Raiders receiving great Branch dies at age 71

NAPA, Calif. — Cliff Branch, a four-time Pro Bowl and three-time All-Pro receiver with the Raiders, has died, the team announced Saturday.

Branch turned 71 on Thursday.

“Cliff Branch touched the lives of generations of Raiders fans,” the team said in a release. “His loss leaves an eternal void for the Raiders Family, but his kindness and loving nature will be fondly remembered forever. Cliff’s on-field accomplishments are well documented and undeniably Hall of Fame worthy, but his friendship and smile are what the Raider Nation will always cherish.”

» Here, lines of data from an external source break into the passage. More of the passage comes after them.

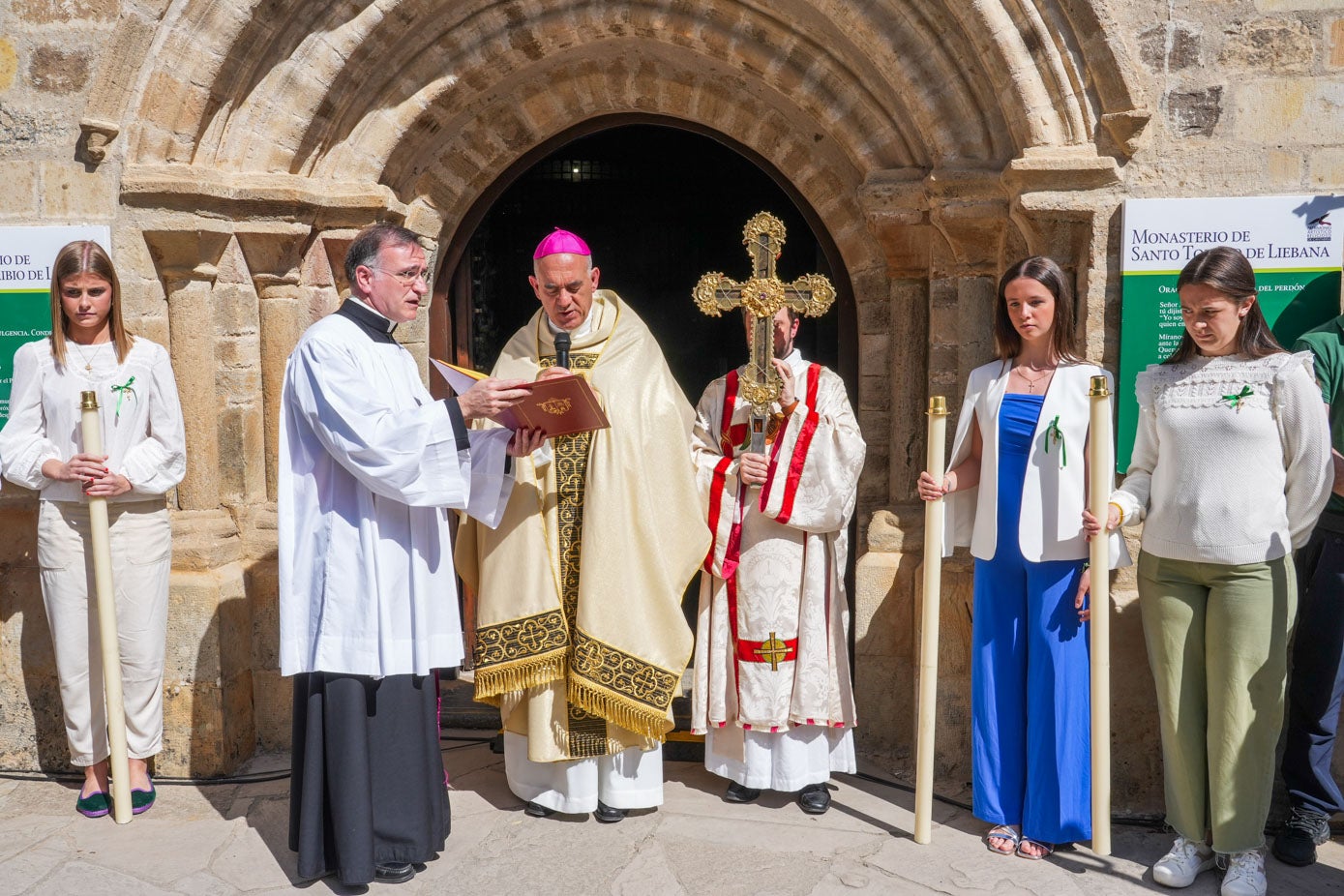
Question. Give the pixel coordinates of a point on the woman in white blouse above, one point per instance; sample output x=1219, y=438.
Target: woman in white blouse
x=1232, y=466
x=41, y=448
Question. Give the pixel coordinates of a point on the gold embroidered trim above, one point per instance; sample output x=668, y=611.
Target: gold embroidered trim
x=521, y=640
x=618, y=709
x=493, y=684
x=519, y=654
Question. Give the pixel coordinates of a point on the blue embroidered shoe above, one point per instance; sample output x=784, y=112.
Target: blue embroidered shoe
x=142, y=799
x=96, y=805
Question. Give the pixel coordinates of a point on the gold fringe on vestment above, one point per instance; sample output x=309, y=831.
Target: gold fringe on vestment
x=620, y=711
x=499, y=680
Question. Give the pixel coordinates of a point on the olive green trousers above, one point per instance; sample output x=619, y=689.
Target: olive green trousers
x=1218, y=646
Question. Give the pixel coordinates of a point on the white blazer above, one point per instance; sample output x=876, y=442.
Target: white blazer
x=1053, y=493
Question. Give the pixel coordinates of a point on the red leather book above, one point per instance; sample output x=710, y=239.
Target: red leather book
x=560, y=405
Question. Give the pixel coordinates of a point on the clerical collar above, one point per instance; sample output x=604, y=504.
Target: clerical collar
x=375, y=325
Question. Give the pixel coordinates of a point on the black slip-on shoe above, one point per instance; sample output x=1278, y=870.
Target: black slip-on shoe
x=607, y=815
x=738, y=794
x=394, y=874
x=815, y=799
x=1302, y=832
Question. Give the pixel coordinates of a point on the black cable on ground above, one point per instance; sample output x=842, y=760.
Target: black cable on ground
x=255, y=778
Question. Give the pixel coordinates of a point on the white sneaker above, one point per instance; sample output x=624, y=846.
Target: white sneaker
x=1183, y=862
x=1244, y=875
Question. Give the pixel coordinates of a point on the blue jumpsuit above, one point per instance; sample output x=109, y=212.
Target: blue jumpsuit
x=1030, y=670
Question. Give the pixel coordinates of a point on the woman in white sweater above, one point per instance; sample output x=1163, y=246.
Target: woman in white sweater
x=41, y=448
x=1232, y=466
x=1016, y=491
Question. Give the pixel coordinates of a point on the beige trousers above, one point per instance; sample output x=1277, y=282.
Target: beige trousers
x=141, y=556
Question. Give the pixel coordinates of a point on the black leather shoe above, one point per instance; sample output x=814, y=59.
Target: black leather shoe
x=390, y=874
x=815, y=799
x=607, y=815
x=1304, y=829
x=739, y=794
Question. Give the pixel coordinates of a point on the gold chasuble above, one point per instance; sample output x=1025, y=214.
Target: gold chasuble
x=580, y=639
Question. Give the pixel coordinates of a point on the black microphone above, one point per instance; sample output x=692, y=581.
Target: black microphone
x=562, y=349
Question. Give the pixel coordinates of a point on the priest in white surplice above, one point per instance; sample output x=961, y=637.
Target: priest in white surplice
x=367, y=612
x=771, y=661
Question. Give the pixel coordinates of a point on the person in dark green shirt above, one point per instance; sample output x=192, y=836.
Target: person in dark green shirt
x=1317, y=677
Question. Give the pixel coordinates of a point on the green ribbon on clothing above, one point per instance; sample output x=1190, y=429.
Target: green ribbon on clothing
x=1236, y=401
x=1054, y=434
x=121, y=393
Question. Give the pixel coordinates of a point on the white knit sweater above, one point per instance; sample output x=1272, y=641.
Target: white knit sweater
x=1220, y=478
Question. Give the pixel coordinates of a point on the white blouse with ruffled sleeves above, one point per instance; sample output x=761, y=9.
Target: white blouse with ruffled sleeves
x=141, y=418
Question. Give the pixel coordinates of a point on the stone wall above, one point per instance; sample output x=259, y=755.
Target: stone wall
x=234, y=145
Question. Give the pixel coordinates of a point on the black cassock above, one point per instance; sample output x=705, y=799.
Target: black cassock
x=367, y=786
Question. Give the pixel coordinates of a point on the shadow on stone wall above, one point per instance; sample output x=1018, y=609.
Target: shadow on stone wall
x=28, y=718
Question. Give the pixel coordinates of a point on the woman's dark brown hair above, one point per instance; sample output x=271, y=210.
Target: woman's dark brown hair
x=1226, y=269
x=85, y=256
x=1063, y=343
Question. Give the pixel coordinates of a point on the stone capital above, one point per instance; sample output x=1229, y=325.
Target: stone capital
x=275, y=253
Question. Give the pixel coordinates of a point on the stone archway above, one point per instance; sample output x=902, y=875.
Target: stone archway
x=930, y=137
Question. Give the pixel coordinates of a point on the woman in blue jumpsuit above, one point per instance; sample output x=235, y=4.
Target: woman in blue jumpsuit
x=1016, y=492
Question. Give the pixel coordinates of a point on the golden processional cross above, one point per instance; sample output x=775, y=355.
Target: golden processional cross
x=762, y=297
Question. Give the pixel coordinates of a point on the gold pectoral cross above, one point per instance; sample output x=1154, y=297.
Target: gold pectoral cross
x=762, y=297
x=773, y=650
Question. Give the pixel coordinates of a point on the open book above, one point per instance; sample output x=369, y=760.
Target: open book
x=562, y=405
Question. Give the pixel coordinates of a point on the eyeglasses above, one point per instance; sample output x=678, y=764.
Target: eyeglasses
x=404, y=277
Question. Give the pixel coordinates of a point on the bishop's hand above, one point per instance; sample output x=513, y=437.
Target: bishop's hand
x=788, y=394
x=490, y=397
x=753, y=467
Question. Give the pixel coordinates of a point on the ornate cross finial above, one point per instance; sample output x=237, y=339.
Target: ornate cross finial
x=762, y=296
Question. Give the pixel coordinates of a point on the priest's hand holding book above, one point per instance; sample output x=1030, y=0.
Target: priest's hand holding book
x=490, y=397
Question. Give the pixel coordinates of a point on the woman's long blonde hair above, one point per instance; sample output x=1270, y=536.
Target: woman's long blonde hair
x=85, y=256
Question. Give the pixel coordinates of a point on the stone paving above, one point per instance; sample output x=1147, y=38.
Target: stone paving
x=231, y=838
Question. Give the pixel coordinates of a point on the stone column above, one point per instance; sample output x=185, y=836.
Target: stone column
x=207, y=682
x=187, y=263
x=273, y=259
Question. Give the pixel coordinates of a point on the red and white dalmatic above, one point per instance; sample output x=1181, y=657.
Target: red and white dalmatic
x=771, y=646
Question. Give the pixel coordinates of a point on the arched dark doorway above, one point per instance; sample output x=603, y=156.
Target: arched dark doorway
x=659, y=204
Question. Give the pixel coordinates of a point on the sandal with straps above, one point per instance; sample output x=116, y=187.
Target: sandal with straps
x=1002, y=832
x=1044, y=847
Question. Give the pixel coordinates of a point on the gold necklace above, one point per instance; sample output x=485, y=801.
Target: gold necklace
x=85, y=357
x=1031, y=383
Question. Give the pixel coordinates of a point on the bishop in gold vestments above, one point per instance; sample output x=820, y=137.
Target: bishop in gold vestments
x=581, y=641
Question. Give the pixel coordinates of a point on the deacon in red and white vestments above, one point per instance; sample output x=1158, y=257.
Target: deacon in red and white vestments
x=771, y=664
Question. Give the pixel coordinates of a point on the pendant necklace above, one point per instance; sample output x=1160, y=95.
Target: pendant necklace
x=1031, y=383
x=85, y=357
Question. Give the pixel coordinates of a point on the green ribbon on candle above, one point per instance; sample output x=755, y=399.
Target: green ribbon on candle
x=1236, y=401
x=1054, y=434
x=121, y=393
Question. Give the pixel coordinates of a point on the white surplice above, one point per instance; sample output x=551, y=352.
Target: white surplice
x=771, y=652
x=369, y=461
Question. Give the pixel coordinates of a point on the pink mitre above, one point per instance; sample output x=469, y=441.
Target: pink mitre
x=560, y=241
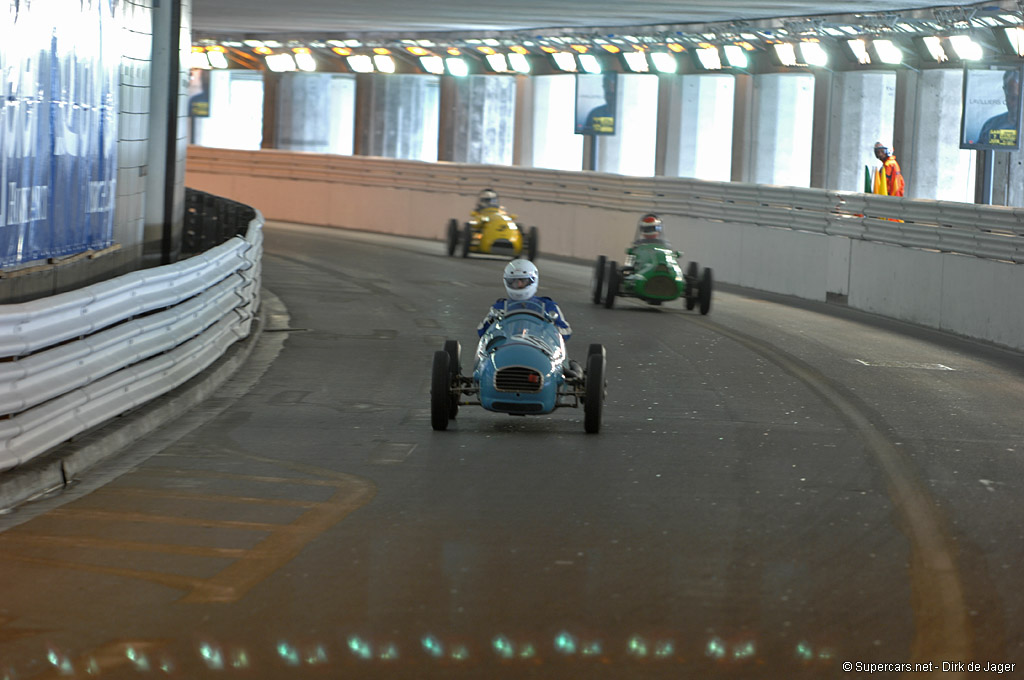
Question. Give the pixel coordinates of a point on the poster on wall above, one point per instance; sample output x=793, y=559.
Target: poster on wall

According to the Bullhead City (Arizona) Police Department, Branch was found dead in his hotel room Saturday afternoon. Police there said an initial investigation revealed no foul play and that Branch died of natural causes.

Raiders owner Mark Davis, who once served as Branch’s agent in negotiations with his father, the late Al Davis, was particularly close with the former receiver.

“Cliff was my best friend,” the team quoted Davis as saying. “I will miss him dearly.”

Branch, with his motto of “Speed Kills,” was the epitome of the Raiders’ vaunted vertical game in the 1970s and early 1980s. A fourth-round pick in 1972 out of Colorado, where he was also a track star, Branch learned at the knee of Hall of Famer Fred Biletnikoff, referring to him as “father.”

Branch led the NFL with 1,092 receiving yards and 13 touchdown receptions in 1974, and his 12 TD catches paced the league in 1976, when he averaged 24.2 yards per catch. His 99-yard catch-and-run TD at Washington in 1983 is tied for the longest in league history.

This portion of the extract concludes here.